Celtics try to slow down Westbrook

OKLAHOMA CITY — The biggest addition in the offseason for the Boston Celtics was Al Horford. When they swiped him from the Atlanta Hawks, the Celtics quickly gained the high expectations of competing with the top teams in the East.

However, whenever the Celtics take on squads considered to be potential title contenders this season, they came up short in games against the likes of Golden State, Cleveland, San Antonio and Houston.

That steak was extended to 0-6 on Friday after a 101-94 loss to the Toronto Raptors.

While the Celtics (13-10) refuse to make excuses for the defeats, except pointing fingers at their own play, there are reasons why they haven't been at their best against the best. Injuries to key players early in the season played a role.

Horford missed games against the Cavaliers and Warriors. Jae Crowder was on the bench in street clothes right next to him. Against the Raptors, guard Isiah Thomas sat out as he nurses a groin pull.

Publicly, Boston coach Brad Stevens is trying to convey the positives of having his best players miss games in that it gives role players an opportunity to play big minutes.

“It's always tough because you're kind of always managing a curveball here or there,” Stevens told reporters. “But I look at it as a good thing in the long run with regard to more people are getting opportunities. And maybe this expedites Jaylen Brown's learning curve, expedites Terry Rozier's learning curve. They're getting to see things and go through things and do things that maybe they don't get as much when we're fully healthy. It is what it is. You prepare with who you have available and you move forward.”

Thomas has already been ruled out of Boston's game with the Oklahoma City Thunder (14-9) on Sunday night at the Chesapeake Energy Arena. But, while the Thunder may not be considered one of the best teams in the NBA, they have a player who is making a claim to be considered the best in the league in Russell Westbrook.

Westbrook has a streak of seven consecutive triples-doubles, which ties him with the modern record of Michael Jordan in the 1988-89 season.

However, with his last triple-double coming in a loss, Westbrook had no interest in talking about tying Jordan. His opponents had no problem discussing the feat.

“You could just make a whole documentary about him,” Rockets coach Mike D'Antoni said. “With his energy level and the way he's playing and what he's doing for this team, it's remarkable. When I'm not coaching against him, it's fun to watch, but it wasn't much fun tonight.”

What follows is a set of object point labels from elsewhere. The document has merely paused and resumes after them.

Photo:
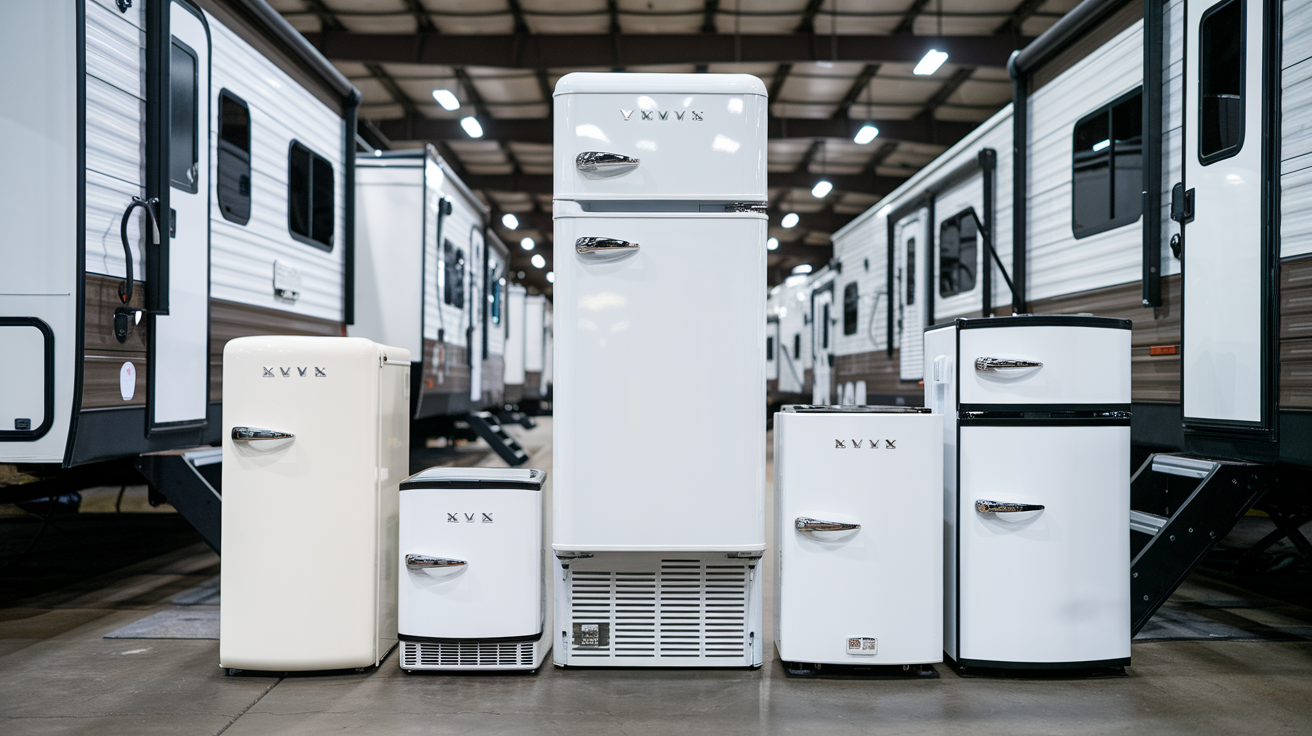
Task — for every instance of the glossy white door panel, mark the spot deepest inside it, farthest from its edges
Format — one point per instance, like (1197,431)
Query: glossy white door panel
(1080,365)
(497,592)
(660,383)
(882,471)
(694,137)
(1050,585)
(310,521)
(180,349)
(1224,303)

The Celtics lay claim to having the longest streak in the NBA of not allowing a triple-double. The last player to earn a triple-double against Boston was John Wall in 2014.

“He's an animal. Everybody in this league knows Russ is an animal,” Boston's Marcus Smart told ESPN.com. “He deserves the respect he gets. He earns it. With a guy like that, you just have to go out and play your best and hope to contain him. You know he's going to get his. You just have to stop those other guys.”

If Boston is able to slow down Westbrook, the Thunder needs to see more of the Steven Adams that they saw Friday. He set a career high with 24 points, yet didn't play down the stretch because coach Billy Donovan wanted to use Jerami Grant.

Adams said a lot of his points were due to the attention given to Westbrook.

“They always do send two guys. They always try and put two guys on Russ, three guys, whatever,” Adams said. “The reason I got open was that their weakside wasn't actually pulling across like other teams would do. That allowed me to roll down the lane without being touched at all. I was getting free runs.”